The Articles of Confederation let each state operate nearly as an independent country. The Congress of Confederation, the overarching federal governing body at the time, could not raise funds or enforce any consequential decisions without a unanimous vote by the delegates representing each state. The new Constitution would allow for a stronger Federal government that would still preserve the sovereignty of each state.
The Constitution, for which conflicting plans had been proposed, was signed after Roger Sherman proposed his Great Compromise — also called the Connecticut Compromise. The first Congress opened on March 4, 1789, which became the first date selected for Inauguration Day. It was changed to January 20th by the Twentieth Amendment. George Washington’s inauguration was held on a different day: April 30th, 1789.

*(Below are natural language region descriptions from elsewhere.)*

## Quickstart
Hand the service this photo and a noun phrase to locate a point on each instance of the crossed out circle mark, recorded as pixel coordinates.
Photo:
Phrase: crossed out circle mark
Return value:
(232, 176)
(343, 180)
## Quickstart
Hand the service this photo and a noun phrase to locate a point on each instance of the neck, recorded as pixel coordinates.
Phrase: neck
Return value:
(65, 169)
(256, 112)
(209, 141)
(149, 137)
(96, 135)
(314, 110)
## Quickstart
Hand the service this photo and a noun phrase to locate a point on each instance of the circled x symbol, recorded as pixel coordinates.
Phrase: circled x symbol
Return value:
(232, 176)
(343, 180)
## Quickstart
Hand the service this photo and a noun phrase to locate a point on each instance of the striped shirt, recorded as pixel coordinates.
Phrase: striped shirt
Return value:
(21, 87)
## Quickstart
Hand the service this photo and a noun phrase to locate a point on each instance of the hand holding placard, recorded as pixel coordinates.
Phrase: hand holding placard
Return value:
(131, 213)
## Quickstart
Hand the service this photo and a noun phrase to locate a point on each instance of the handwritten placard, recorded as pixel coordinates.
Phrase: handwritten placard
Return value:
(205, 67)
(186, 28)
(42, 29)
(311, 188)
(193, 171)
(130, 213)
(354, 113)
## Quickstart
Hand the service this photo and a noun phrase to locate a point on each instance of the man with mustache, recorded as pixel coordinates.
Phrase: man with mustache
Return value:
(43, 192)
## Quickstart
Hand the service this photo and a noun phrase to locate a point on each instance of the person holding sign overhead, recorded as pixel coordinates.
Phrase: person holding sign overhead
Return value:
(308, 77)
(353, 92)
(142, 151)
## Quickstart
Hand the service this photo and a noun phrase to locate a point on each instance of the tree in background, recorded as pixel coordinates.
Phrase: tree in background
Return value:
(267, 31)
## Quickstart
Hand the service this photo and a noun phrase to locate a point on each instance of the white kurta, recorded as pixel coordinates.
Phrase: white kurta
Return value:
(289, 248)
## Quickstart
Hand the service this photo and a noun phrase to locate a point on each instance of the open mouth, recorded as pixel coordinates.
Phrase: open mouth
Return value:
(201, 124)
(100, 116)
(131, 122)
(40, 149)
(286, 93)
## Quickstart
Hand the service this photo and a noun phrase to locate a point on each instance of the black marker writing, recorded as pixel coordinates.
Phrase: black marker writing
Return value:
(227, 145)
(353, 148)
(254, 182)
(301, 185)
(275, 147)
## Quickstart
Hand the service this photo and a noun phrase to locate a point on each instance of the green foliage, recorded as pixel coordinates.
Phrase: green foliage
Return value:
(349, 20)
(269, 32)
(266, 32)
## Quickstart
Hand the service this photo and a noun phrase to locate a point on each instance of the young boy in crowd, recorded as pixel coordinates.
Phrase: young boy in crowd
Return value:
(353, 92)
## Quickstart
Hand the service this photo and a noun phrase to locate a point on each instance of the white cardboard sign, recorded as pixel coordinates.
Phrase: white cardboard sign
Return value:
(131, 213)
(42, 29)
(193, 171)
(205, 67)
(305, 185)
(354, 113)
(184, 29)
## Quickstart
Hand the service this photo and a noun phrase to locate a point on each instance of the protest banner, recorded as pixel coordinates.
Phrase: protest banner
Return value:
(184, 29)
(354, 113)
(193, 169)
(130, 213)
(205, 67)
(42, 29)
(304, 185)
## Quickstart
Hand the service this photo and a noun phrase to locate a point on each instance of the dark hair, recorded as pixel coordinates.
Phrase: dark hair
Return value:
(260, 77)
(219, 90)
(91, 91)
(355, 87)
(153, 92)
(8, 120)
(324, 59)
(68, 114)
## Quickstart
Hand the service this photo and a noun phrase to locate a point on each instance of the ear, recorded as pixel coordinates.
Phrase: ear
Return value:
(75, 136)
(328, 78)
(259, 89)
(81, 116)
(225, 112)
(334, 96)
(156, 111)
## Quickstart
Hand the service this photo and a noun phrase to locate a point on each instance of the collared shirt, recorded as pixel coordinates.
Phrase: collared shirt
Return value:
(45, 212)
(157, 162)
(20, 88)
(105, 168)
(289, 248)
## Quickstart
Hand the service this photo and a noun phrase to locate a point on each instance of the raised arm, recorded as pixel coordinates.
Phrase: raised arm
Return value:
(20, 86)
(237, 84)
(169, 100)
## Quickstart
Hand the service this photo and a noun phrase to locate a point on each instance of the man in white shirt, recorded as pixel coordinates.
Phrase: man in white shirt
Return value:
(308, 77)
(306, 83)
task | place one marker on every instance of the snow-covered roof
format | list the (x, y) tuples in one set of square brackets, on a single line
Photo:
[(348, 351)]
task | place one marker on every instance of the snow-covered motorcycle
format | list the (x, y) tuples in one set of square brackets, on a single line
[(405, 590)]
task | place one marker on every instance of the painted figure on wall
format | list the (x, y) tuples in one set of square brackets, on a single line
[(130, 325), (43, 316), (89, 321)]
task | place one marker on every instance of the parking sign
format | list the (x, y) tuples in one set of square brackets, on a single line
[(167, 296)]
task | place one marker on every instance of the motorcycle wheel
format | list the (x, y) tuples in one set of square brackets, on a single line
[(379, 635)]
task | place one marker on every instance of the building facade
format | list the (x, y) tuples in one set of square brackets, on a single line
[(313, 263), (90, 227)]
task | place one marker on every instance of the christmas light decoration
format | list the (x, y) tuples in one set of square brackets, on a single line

Animated debates occurred during the Convention on the issues of the Bill of Rights (no civil rights were quoted in the Constitution) and of slavery (regulation of trade and taxation were discussed). The Constitution was amended 27 times after its ratification in 1789. The Bill of Rights comprises the first ten Amendments. The “Act Prohibiting Importation of Slaves,” signed in 1807, would take effect in 1808. The final draft of Abraham Lincoln’s Emancipation Proclamation was signed 150 years ago on January 1st, 1863, but the Civil War was going on (Lincoln would give the Gettysburg Address in November the same year) and freedom from slavery could be ensured only after succeeded in having the Thirteenth Amendment adopted in 1865, thus making abolition of slavery part of the Constitution.
The government was created with three different branches, each one balancing the power of the others. Article I of the Constitution established the legislative branch (Congress, composed of the House of Representatives and of the Senate). Article II established the executive branch (the President). And, Article III established the judicial branch (the Supreme Court and U.S District Courts).
Along with the Declaration of Independence and the Bill of Rights, the original text of the Constitution is held at the National Archives Building. The Constitution with its 27 Amendments is very much present in our daily lives. It is an essential document for the United States and a model of democracy. It is still the object of many discussions and interpretations and it informs many present-day debates on citizens’ fundamental rights. Attitudes towards the Constitution vary, some presidents, like Andrew Jackson, have proposed their own interpretation of the Constitution against the Supreme Court, but no one denies the importance of the Constitution and a Constitution Day has even been created.